Within the framework of Count No. IV the membership of an organization declared criminal by the International Military Tribunal is not decisive alone, but, according to correct legalistic view, the additional requirement must exist that every individual accused member thereof must have had knowledge of or must have participated in crimes committed by this organization after 1939. It is the task of the Prosecution to prove their allegations (cf. my legal statements in my Closing Brief). The Prosecution certainly has taken on this task in our proceedings and they have tried to prove that the defendant had knowledge of certain criminal experiments. As far as I have stated my point up to now concerning the question of knowledge of criminal experiments, I have already dealt with it as far as it concerns the defendant Poppendick. I may, however, state once again that the hormone and Polygal experiments are to be dismissed as non-criminal from the very start, in the sense of the indictment, and that it could not be proved that the defendant had any knowledge whatsoever of criminal sterilization, typhus, malaria, sea water and epidemic jaundice experiments, even if one reviews the evidence submitted with an utterly critical eye; that furthermore the knowledge of incendiary bomb, sulfonamide, phlegmone and freezing experiments could not be proved by the Prosecution beyond the shadow of reasonable doubt.
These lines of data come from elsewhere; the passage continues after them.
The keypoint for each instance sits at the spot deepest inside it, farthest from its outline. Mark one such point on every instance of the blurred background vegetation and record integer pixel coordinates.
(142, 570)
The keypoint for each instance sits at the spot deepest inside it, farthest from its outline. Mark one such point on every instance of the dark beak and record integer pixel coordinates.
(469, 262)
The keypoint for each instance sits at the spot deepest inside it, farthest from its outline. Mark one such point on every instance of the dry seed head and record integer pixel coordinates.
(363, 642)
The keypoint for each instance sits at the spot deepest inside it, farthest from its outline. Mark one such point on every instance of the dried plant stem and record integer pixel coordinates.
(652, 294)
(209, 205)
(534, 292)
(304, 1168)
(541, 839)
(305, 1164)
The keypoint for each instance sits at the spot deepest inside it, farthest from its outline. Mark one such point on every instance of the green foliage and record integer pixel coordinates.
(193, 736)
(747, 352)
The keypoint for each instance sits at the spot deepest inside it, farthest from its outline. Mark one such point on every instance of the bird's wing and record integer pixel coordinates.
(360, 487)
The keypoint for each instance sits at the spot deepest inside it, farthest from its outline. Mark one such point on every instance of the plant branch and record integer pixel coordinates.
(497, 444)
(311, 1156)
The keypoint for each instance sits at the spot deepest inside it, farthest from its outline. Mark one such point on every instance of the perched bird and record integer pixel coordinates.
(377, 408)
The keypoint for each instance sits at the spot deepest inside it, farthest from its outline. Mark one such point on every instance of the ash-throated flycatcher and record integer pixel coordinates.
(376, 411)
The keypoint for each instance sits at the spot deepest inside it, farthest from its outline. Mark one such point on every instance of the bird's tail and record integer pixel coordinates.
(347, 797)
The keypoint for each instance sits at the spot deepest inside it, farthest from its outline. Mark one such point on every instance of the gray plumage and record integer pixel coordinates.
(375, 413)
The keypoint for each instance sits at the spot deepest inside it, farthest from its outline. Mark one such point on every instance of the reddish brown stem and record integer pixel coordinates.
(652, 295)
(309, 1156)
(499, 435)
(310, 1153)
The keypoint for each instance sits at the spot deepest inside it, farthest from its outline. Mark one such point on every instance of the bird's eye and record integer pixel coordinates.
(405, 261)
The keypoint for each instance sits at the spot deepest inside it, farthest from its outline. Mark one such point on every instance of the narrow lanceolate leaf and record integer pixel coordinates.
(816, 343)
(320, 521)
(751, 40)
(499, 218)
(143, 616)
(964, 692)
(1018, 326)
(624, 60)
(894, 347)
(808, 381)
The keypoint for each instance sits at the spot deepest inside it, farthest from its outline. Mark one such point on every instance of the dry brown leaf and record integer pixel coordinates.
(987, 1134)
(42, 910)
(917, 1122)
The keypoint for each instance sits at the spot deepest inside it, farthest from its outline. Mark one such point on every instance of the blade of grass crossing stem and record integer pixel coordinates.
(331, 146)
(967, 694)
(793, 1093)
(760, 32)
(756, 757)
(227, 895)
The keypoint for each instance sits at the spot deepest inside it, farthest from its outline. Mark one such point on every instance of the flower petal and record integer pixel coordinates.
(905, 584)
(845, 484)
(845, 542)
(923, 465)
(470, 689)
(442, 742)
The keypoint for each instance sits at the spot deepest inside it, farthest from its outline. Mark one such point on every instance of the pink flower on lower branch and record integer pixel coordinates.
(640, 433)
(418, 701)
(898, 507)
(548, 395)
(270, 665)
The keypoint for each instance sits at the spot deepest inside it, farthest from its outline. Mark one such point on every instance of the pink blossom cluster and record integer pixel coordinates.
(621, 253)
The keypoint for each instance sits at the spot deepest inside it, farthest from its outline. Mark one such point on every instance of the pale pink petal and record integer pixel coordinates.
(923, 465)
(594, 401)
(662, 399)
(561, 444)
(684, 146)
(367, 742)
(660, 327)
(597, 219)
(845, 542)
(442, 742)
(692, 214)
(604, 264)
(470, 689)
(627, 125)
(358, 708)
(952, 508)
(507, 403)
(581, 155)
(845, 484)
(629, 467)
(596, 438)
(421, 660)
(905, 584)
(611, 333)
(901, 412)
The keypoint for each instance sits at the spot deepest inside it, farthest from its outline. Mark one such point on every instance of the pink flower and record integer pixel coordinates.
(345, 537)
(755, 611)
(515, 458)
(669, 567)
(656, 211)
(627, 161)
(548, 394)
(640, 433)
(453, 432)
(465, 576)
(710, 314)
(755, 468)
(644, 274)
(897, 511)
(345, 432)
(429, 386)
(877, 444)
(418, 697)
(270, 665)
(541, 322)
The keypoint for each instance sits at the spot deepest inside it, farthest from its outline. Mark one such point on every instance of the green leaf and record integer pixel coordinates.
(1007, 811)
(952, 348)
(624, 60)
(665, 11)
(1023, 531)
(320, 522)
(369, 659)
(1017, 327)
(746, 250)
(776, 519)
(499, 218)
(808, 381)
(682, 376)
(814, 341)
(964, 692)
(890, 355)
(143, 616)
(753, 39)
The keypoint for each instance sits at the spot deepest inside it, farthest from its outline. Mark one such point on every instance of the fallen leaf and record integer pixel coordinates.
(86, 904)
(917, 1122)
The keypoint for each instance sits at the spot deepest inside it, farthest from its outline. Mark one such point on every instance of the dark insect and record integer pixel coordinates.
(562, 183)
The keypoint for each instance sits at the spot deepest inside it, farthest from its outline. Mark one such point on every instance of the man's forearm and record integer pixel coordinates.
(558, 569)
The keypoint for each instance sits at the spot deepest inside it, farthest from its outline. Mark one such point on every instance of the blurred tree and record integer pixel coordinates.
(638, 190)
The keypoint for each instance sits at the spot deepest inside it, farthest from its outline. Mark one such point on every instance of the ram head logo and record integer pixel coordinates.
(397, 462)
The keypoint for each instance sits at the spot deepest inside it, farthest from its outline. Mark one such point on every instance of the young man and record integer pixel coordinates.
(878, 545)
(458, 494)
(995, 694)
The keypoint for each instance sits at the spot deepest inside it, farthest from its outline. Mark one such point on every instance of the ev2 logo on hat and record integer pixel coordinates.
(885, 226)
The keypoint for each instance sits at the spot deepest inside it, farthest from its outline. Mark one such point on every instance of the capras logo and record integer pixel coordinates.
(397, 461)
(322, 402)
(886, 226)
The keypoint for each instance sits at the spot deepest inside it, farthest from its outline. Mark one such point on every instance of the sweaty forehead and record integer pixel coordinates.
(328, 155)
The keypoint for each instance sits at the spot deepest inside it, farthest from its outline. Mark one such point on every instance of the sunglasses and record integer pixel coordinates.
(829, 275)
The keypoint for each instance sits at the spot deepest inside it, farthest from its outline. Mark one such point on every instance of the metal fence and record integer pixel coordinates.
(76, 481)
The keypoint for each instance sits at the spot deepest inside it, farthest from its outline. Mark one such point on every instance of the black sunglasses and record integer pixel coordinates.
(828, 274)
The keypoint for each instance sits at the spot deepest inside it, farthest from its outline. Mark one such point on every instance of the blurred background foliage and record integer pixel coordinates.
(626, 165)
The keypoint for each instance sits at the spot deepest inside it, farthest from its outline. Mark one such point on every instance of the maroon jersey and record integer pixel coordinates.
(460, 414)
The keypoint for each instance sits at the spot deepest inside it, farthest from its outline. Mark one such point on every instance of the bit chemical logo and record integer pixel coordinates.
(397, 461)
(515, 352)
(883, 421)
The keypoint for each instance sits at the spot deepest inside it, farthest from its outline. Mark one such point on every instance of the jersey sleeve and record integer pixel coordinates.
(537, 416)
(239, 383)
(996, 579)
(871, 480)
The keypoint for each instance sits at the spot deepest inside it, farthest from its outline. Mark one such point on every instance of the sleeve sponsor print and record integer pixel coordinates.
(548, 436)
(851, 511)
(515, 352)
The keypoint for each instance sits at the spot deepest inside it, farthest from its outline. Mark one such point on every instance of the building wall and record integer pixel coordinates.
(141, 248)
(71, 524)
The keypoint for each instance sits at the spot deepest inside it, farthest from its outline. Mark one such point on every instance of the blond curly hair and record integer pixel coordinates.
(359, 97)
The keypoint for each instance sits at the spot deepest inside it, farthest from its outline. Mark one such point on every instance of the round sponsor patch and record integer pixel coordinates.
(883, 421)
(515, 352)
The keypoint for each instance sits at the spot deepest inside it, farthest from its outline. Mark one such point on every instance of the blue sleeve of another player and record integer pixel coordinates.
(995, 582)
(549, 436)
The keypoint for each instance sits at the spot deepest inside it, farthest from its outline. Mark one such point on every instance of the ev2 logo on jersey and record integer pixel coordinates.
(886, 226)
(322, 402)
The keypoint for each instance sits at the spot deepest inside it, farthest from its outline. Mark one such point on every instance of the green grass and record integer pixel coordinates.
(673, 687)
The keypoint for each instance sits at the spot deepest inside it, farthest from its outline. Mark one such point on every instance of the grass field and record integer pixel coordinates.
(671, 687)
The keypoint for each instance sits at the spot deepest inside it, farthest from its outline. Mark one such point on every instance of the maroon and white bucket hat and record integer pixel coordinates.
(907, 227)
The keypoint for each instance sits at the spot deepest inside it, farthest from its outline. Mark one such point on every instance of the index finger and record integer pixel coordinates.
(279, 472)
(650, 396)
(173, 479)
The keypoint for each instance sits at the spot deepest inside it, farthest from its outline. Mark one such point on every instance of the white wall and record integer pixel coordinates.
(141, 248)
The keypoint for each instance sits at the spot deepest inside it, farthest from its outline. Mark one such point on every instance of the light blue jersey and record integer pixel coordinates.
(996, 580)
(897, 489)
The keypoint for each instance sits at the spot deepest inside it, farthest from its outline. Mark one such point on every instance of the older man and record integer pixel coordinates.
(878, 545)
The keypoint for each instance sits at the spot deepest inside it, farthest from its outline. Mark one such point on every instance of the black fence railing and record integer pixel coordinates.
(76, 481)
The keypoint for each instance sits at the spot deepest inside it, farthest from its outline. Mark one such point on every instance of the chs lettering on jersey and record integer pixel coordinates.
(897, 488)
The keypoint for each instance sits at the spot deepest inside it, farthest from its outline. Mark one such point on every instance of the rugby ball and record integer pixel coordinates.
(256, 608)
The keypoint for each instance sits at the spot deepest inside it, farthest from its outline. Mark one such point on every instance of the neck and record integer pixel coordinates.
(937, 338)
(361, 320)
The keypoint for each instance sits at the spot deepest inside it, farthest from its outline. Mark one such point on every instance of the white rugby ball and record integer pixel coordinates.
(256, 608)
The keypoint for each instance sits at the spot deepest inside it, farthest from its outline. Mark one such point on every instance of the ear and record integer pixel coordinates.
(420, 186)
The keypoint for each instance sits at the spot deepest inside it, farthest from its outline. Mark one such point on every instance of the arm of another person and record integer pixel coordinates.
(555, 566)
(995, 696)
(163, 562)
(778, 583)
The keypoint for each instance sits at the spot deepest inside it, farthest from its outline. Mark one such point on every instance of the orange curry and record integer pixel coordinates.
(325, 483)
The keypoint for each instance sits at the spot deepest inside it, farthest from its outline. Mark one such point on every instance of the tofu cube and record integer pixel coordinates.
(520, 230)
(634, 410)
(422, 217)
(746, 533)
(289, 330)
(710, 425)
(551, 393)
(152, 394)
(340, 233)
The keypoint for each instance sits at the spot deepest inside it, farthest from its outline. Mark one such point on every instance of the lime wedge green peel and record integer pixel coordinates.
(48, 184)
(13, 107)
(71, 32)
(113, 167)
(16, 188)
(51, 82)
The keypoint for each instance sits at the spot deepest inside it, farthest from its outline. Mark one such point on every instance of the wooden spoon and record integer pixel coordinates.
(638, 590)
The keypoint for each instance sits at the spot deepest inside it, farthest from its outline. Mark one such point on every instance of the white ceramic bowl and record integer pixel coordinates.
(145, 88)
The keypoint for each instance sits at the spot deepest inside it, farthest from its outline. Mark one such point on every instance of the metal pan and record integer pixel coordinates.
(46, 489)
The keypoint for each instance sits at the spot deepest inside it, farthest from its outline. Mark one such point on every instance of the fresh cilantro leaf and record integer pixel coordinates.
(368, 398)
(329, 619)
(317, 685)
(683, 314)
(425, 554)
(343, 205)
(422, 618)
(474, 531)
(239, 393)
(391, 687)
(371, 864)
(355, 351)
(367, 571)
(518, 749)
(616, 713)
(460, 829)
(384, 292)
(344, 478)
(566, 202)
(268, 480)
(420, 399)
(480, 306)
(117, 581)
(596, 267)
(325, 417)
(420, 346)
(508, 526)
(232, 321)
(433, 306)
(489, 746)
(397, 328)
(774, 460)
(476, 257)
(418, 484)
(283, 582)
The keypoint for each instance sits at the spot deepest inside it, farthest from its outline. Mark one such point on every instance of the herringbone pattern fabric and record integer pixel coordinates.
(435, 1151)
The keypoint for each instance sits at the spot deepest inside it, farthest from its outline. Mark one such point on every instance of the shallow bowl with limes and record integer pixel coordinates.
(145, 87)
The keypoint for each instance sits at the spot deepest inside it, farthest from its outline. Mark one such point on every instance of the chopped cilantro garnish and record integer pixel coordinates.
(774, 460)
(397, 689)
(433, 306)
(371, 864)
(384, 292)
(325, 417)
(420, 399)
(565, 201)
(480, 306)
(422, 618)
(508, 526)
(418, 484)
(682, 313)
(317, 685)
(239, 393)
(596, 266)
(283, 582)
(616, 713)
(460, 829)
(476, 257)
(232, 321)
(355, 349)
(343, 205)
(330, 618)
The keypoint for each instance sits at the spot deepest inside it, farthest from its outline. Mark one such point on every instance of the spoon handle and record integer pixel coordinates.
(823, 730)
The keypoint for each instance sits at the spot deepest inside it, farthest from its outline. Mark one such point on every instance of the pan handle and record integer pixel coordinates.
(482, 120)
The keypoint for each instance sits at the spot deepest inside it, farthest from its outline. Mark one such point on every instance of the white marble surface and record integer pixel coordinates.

Particularly with a view to the experiments named just now it will be left to the judgment of the Tribunal whether or not a knowledge on the part of the defendant Poppendick of these experiments can be deduced, beyond certain vague assumptions and without the firm basis of indisputable facts, once one has arrived at the conclusion that these last named experiments have really been criminal.
Should the Tribunal be convinced that the evidence submitted is sufficient to deem the defendant guilty under Count No. IV, then I think it advisable to refer to my written statements about the scope of the punishment to be meted out. The judgment of the International Military Tribunal has given a certain guidance for future proceedings against members of criminal organizations concerning the measure of punishment. I quote:
The Tribunal recommends that the punishment meted out to members of an organization declared criminal by the Tribunal on the basis of Law No. 10 should in no case be higher than stipulated by the Denazification Law for the American Zone. Nobody is to be punished according to both laws.
An over-all regulation of the problem even by precedent, has not been made yet in the American Zone, whilst in the British Zone it has been regulated by law in the sense of the recommendation quoted above. This Honorable Tribunal will then be the first of the Military Tribunal in Nurnberg to judge members of criminal organizations and thereby create a precedent for future cases.
If at the conclusion of my speech which briefly summarized the result of the evidence against the defendant Poppendick I may turn to the Tribunal I do so only with the knowledge that the High Tribunal will carefully scrutinize the evidence which has so assiduously been submitted and will decide about guilt or innocence of the accused without favor.
In this sense I plead for a just judgment of the defendant Helmut Poppendick whom I represent.